William Block — a former deputy commissioner for real property assessments for the Department of Finance who is now in private practice — said those who suffered serious storm damage to their homes would not be on the hook for their standard property tax bill this year anyway because they would undoubtedly appeal their assessment.
“State law would generally [result in] a significant reduction in the value of assessment whether there was legislation or not,” he said.
He said that after Sept. 11, 2001, some vacant parcels used for parking next to Ground Zero, which had been assessed at about $2.3 million before the attacks, had their assessments cut to $900, but that he could not recall, even then, seeing an assessment slashed to zero.
“I have never seen the legislature bring unilateral action to bring an assessment down that low — to zero,” Block said. “But on the other side, this is an extraordinary event and might require extraordinary action.”
It is not clear exactly how many homeowners the law would impact. However, there were as many as 3,000 one- and two-family homes and larger residential buildings that were heavily damaged or destroyed in the storm, according to figures from the Bloomberg administration.
Silver’s legislation would only cover properties in New York City.
The proposal requires property owners to notify the city’s Department of Finance of the damage at their buildings within 90 days of the law’s passage and supply documentation of the damage.
The city, which would need to approve the legislation by a resolution, did not respond to several requests for comment and it is not clear how much the bill would cost in lost taxes.
Duncan MacKenzie, CEO of the New York State Association of REALTORS, said he thinks it’s a good idea to accelerate the resolution of property taxes for those who have suffered damage.

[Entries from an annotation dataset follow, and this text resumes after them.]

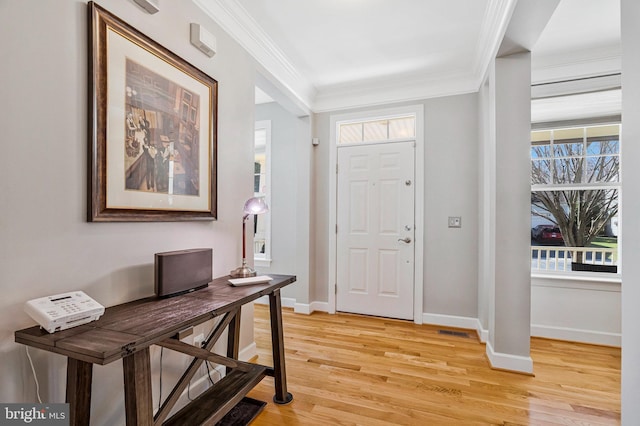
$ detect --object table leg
[66,358,93,426]
[122,347,153,426]
[227,308,242,374]
[269,289,293,404]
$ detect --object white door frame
[327,105,425,324]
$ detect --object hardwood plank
[249,305,620,426]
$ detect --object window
[253,120,271,266]
[338,115,416,144]
[531,124,620,272]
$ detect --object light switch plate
[449,216,462,228]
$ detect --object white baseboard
[531,324,622,347]
[422,314,480,335]
[293,302,329,315]
[255,296,329,315]
[486,342,533,374]
[254,296,296,308]
[476,320,489,343]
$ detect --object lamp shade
[244,197,269,214]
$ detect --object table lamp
[229,197,269,278]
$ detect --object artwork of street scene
[124,59,200,196]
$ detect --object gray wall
[0,0,255,425]
[255,102,311,303]
[620,0,640,426]
[312,94,478,318]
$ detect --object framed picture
[88,2,218,222]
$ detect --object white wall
[620,0,640,426]
[0,0,255,425]
[255,102,311,304]
[531,277,622,346]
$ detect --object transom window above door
[338,115,416,144]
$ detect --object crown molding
[313,73,478,113]
[193,0,517,112]
[531,45,622,84]
[472,0,517,89]
[193,0,316,107]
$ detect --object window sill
[531,272,622,291]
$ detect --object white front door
[336,141,415,319]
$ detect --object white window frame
[253,120,272,268]
[529,121,622,283]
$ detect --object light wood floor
[249,305,620,426]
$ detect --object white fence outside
[531,246,618,272]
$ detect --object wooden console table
[15,275,296,426]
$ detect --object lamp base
[229,259,257,278]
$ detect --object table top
[15,275,296,365]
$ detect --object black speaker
[154,248,213,297]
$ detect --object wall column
[620,0,640,426]
[487,52,533,373]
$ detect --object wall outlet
[449,216,462,228]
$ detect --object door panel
[336,142,415,319]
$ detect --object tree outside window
[531,124,620,270]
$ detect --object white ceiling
[194,0,620,112]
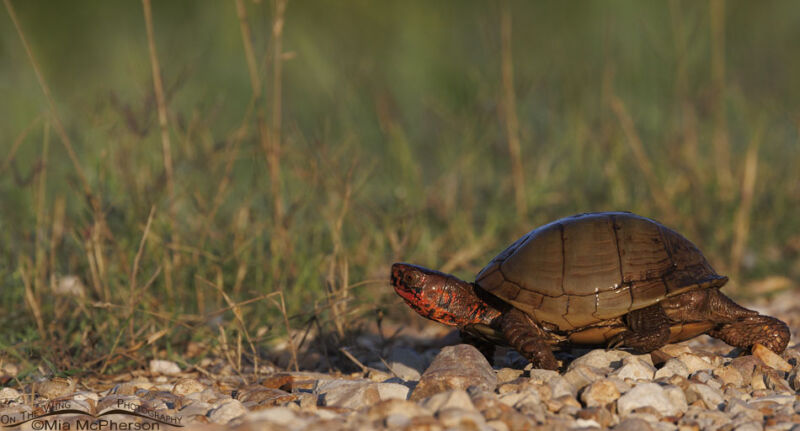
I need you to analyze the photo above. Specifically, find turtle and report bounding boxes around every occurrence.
[391,212,790,370]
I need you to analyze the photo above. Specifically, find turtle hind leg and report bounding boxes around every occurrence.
[500,308,558,370]
[708,290,790,353]
[608,304,670,353]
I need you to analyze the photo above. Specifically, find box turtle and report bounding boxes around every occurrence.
[391,212,789,369]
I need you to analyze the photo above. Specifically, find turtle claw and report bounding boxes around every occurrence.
[606,331,631,350]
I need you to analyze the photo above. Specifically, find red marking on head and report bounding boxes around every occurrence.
[391,263,498,326]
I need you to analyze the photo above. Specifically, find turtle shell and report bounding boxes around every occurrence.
[476,212,728,332]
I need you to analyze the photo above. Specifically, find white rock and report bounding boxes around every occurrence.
[150,359,181,376]
[375,383,409,401]
[678,353,714,374]
[208,400,247,424]
[384,413,411,428]
[245,407,305,429]
[500,391,542,407]
[617,383,686,416]
[0,388,22,405]
[655,358,689,379]
[530,368,578,398]
[564,365,606,391]
[486,419,510,431]
[611,358,656,380]
[178,401,214,417]
[436,407,486,429]
[581,379,620,407]
[389,362,422,382]
[748,395,795,406]
[662,385,689,412]
[171,379,206,396]
[753,343,792,372]
[686,383,725,410]
[567,349,633,371]
[575,419,603,428]
[422,389,475,412]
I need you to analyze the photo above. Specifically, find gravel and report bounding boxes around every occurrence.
[0,300,800,431]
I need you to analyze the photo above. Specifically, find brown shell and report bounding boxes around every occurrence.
[476,212,728,332]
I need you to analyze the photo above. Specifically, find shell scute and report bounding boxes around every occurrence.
[477,212,727,331]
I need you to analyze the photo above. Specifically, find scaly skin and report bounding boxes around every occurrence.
[392,263,790,369]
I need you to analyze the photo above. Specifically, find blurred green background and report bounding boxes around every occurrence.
[0,0,800,371]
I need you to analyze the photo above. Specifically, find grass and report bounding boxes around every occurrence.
[0,0,800,379]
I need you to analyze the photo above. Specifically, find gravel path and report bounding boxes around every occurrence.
[0,293,800,431]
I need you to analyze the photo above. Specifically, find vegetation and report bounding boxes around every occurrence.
[0,0,800,376]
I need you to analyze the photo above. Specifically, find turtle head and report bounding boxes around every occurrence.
[392,263,498,326]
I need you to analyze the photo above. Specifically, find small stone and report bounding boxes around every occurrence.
[386,346,428,374]
[686,383,725,410]
[178,401,214,418]
[486,419,511,431]
[612,418,654,431]
[581,379,620,407]
[786,365,800,392]
[655,358,689,379]
[236,385,297,407]
[422,389,475,412]
[678,353,714,374]
[576,407,614,428]
[245,407,305,429]
[208,400,247,424]
[384,413,411,428]
[411,344,497,400]
[314,380,382,409]
[495,368,523,384]
[366,399,432,421]
[753,343,792,372]
[376,382,409,400]
[567,349,633,371]
[172,379,206,396]
[662,385,689,413]
[384,362,422,382]
[33,377,76,400]
[617,383,686,416]
[747,395,795,406]
[725,399,764,422]
[499,390,542,407]
[530,369,578,398]
[150,359,181,376]
[736,422,764,431]
[611,357,656,380]
[564,365,606,391]
[436,407,486,430]
[730,355,764,382]
[713,365,744,387]
[764,369,794,393]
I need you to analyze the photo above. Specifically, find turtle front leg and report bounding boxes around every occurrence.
[500,308,558,370]
[708,290,791,353]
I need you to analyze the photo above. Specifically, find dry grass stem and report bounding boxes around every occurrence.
[128,206,156,342]
[19,256,45,342]
[500,0,527,221]
[610,90,678,228]
[0,116,42,175]
[731,125,764,288]
[236,0,261,97]
[3,0,105,219]
[142,0,175,215]
[709,0,734,198]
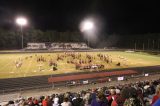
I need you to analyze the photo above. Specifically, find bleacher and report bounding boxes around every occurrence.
[26,43,89,50]
[26,43,47,50]
[50,43,89,50]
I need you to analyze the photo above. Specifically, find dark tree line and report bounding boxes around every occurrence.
[0,29,160,50]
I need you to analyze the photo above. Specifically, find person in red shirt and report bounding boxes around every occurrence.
[152,85,160,105]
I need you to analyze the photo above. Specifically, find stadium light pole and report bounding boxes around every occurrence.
[16,17,27,49]
[81,20,95,46]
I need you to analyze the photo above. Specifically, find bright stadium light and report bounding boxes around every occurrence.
[80,19,95,46]
[81,20,94,32]
[16,17,27,49]
[82,21,94,32]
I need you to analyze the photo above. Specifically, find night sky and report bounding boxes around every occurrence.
[0,0,160,34]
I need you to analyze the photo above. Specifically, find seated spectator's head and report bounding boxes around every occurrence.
[156,85,160,95]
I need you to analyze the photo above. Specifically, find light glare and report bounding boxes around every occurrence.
[16,17,27,26]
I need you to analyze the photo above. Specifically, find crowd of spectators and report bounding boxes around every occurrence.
[2,79,160,106]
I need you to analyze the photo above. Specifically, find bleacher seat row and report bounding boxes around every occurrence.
[26,43,89,50]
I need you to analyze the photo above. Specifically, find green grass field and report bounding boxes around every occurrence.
[0,51,160,79]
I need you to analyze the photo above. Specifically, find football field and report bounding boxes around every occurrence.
[0,51,160,79]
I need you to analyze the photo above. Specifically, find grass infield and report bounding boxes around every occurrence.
[0,51,160,79]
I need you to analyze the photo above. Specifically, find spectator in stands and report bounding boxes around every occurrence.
[42,96,48,106]
[123,87,144,106]
[61,97,72,106]
[52,94,59,106]
[111,89,125,106]
[82,93,92,106]
[91,92,98,106]
[98,92,108,106]
[73,94,83,106]
[152,85,160,105]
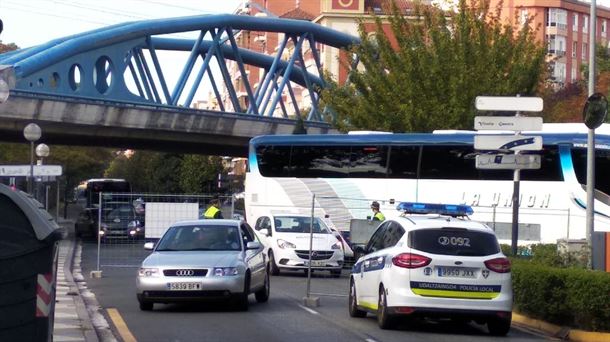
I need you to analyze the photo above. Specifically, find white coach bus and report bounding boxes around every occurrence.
[245,124,610,244]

But he said there needs to be a clear outline of how the lost revenue to the city would be made up.
“What is it going to cost and how are you going to pay for it?” said MacKenzie, whose group has not yet taken a position on the legislation.
In addition, some say that the bill could spark confusion, if passed.
Under typical assessment standards, a completely destroyed property still retains value because of the land that it’s on. That land generally accounts for a third — or even more — of the parcel’s total assessed value, a review of city tax records showed.
For example, according to data provider PropertyShark, a heavily damaged single-family home located at 126 Beach 135th Street in Rockaway Park had an annual tax bill of about $13,449, based on a total assessed value of $73,876, which included $50,626 for the land. The city estimated the market value for the property one year ago at $1.9 million, city records revealed.
Robert Marino, a Manhattan-based independent real estate consultant, said that, if passed, the proposal could be a boon for tax attorneys who would be hired to help individuals navigate the new law. Law firms typically take a 20 percent, or more, cut of any tax reduction that they achieve.
Others say the legislation could be a helpful means of streamlining a bureaucratic tax assessment system for those who are suffering post-storm.
“Since the assessment should reflect property values, and we are currently in an interim period where many of these properties are not marketable or functional, it appears to be a reasonable alternative,” said Jonathan Miller, CEO of real estate appraisal firm Miller Samuel.
In the proposed legislation, the homeowners would proactively petition the city with evidence of the reduced value rather than appeal their tax bill after it arrived.
“This sounds like a well-meaning short-cut to get assessments lowered for people very quickly,” Marino said. “But it’s sloppy.”